Mom and Dad told me once when I was very young that “anyone can become president.”
I believed them, even though I’ve since learned that it’s not entirely true. The “anyone” they had in mind needs some help along the way: some connections, a good bit of money and unrivaled ambition and ego.
But taking that logic down a notch, to the U.S. Senate, I’m guessing that the truism is more realistic. Take Alvin Greene, the Democratic nominee for the Senate from South Carolina.
I’m beginning to pull for him just a little bit.
He emerged from the S.C. Democratic primary as the winner, even though he didn’t campaign for the office. He didn’t spend a nickel. He made zero speeches, issued zero position papers and held zero campaign meetings. But he conquered a field that included a South Carolina legislator.
Now he’s running against Republican incumbent U.S. Sen. Jim DeMint, who once declared that the angry health care debate would be President Obama’s “Waterloo,” and that it should be Republicans’ goal to ensure that the president fails at anything he sought to do. A real patriot, eh?

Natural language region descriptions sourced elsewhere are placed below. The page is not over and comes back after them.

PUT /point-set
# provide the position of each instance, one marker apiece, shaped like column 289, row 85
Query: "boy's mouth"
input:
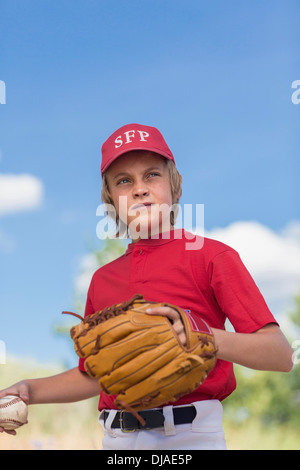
column 145, row 204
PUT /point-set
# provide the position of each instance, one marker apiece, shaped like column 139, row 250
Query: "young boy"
column 139, row 178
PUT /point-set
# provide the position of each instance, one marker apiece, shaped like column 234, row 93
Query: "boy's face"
column 140, row 188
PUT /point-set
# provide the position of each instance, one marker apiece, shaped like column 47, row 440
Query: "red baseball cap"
column 133, row 137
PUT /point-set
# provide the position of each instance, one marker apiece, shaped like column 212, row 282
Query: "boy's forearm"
column 70, row 386
column 265, row 349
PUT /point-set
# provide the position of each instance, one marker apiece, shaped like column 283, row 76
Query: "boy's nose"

DeMint’s a smart guy, so I guess he played the calculation correctly in South Carolina, a state that is almost as reliably Republican as Texas.

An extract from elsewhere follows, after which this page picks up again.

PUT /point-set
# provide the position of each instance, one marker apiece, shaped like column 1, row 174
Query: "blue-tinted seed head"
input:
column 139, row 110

But Greene, thought of around the country as a first-rate doofus, is now starting to actually campaign. He’s an unemployed veteran who lives with his father. He managed to pony up 10 grand to file for the primary, but the Democratic Party isn’t concerned about how he got the money.
It would be fascinating to the max to see this guy make a competitive race against DeMint. And were he to win — well, he becomes the “anyone” to whom Mom and Dad referred so many years ago.